I was used to tolerating the intolerable and I did not even realize it. It seemed like “life as normal,” until my tolerance ran out. When my system began responding with violent attacks. These were indicators that something was wrong.

I could no longer tolerate what I once could. The misattunement and codependency and over-responsibility created such a flare for my body when I was exposed to it. My body was revolting, screaming “Enough!”  I had to change or else, and I didn’t want to know what the “else” was.

Gabor Maté’s book “When The Body Says No” spoke accurately about my experience - and of psychoneuroimmunology and interpersonal biology (I know it’s a mouthful). In the simplest of terms, our relationships affect our health. The relational interactions we have can cause a cascade of stress hormones, and over time, this can cause a wearing down of our immune system and make us susceptible to developing an autoimmune disease.

Maté uses case studies to highlight personality styles of people commonly experiencing autoimmune disease. Not shocking, we are the helpers, the over-responsible ones, the ones with blurred boundaries, who care for others but often don’t experience people meeting our needs.

Between being a parentified child and a HSP (highly sensitive person) I was easily susceptible to emotional triggers. Many of the intolerances affecting me were beneath the surface, operating outside of my conscious awareness, but my body was speaking through signs and symptoms. I simply had to learn her language.

With the help of my therapist, I sorted through my emotional allergens, identifying what was no longer working. Then I began the work of reducing my exposure to the intolerable. Making changes in my life, my relationships, and my work so that I was not exposed to the same level of triggers, just as I had done with household products and fragrances.
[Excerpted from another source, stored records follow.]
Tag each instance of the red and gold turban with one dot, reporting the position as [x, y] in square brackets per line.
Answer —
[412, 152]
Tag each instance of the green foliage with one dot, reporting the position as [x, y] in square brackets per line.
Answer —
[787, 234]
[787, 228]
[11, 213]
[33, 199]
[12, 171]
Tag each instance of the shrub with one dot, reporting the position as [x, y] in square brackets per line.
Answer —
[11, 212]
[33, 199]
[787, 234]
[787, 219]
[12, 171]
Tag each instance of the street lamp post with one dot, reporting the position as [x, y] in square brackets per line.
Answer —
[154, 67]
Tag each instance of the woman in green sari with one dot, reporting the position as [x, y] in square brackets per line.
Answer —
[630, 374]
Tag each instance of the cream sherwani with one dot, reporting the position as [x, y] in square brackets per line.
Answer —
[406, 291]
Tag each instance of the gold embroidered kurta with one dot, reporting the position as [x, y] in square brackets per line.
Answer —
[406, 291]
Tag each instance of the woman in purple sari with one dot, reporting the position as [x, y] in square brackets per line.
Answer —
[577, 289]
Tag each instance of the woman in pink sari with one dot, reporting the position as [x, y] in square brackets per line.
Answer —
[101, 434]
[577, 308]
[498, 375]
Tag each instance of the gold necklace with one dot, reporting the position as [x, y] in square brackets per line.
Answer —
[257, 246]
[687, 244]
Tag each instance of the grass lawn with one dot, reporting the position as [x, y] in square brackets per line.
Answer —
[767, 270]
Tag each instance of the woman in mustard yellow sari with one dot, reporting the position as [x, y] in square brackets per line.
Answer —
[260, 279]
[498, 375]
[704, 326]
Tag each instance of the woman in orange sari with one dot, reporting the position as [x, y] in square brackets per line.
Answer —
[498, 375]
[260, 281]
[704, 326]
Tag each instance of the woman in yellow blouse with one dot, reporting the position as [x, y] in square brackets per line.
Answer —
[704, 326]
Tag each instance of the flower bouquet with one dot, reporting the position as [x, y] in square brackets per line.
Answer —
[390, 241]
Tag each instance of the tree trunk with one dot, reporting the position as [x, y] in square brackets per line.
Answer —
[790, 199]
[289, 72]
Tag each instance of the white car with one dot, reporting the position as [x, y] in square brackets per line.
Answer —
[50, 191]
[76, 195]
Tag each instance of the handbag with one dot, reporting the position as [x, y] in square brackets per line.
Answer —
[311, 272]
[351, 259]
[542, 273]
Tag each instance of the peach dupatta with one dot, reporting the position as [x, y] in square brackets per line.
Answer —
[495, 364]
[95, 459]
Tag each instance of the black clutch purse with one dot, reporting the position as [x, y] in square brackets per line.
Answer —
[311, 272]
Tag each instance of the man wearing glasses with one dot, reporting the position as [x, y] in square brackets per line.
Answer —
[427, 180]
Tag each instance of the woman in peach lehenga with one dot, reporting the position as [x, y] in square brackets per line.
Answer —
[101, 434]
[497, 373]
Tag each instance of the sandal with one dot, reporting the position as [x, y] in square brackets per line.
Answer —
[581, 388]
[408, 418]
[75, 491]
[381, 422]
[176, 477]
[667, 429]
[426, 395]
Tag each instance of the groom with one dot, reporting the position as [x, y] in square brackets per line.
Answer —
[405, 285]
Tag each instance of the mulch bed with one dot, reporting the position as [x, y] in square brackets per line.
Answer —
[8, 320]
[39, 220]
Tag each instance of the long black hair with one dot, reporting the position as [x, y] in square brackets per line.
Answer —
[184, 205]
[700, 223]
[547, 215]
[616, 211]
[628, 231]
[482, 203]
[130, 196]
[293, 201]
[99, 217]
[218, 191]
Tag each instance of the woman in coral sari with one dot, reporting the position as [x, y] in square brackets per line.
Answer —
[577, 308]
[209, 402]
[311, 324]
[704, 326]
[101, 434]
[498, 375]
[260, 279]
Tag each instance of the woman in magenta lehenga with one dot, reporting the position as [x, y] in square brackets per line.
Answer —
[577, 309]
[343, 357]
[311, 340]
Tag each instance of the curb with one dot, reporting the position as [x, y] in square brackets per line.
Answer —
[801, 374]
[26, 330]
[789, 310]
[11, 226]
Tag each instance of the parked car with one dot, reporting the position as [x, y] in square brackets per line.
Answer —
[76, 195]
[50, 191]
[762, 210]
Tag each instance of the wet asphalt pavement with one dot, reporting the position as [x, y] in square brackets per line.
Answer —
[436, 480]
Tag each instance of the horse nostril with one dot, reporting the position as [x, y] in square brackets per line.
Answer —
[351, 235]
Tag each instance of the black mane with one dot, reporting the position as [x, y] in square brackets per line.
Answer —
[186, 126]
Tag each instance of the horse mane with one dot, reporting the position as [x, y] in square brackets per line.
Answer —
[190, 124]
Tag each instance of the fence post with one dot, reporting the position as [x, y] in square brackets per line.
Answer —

I needed emotional safeguards to protect me from what I was absorbing. I made life changes, and I keep adapting today. I pulled back at work, honing in on work that energized me rather than depleted me. I changed how I showed up with family and what I could tolerate with them. I gave back responsibility to the people it really belonged to.

May we return to a gentle relationship with our health. May we learn the language of our bodies and pay attention when they speak. May we treat our bodies like trusted friends, rather than objects to overcome. May we engage with our bodies as the lifelong companions that they are. May we treat them like trusted advisors, heeding their warnings. May we create a loving partnership and tend to our health with tenderness and compassion.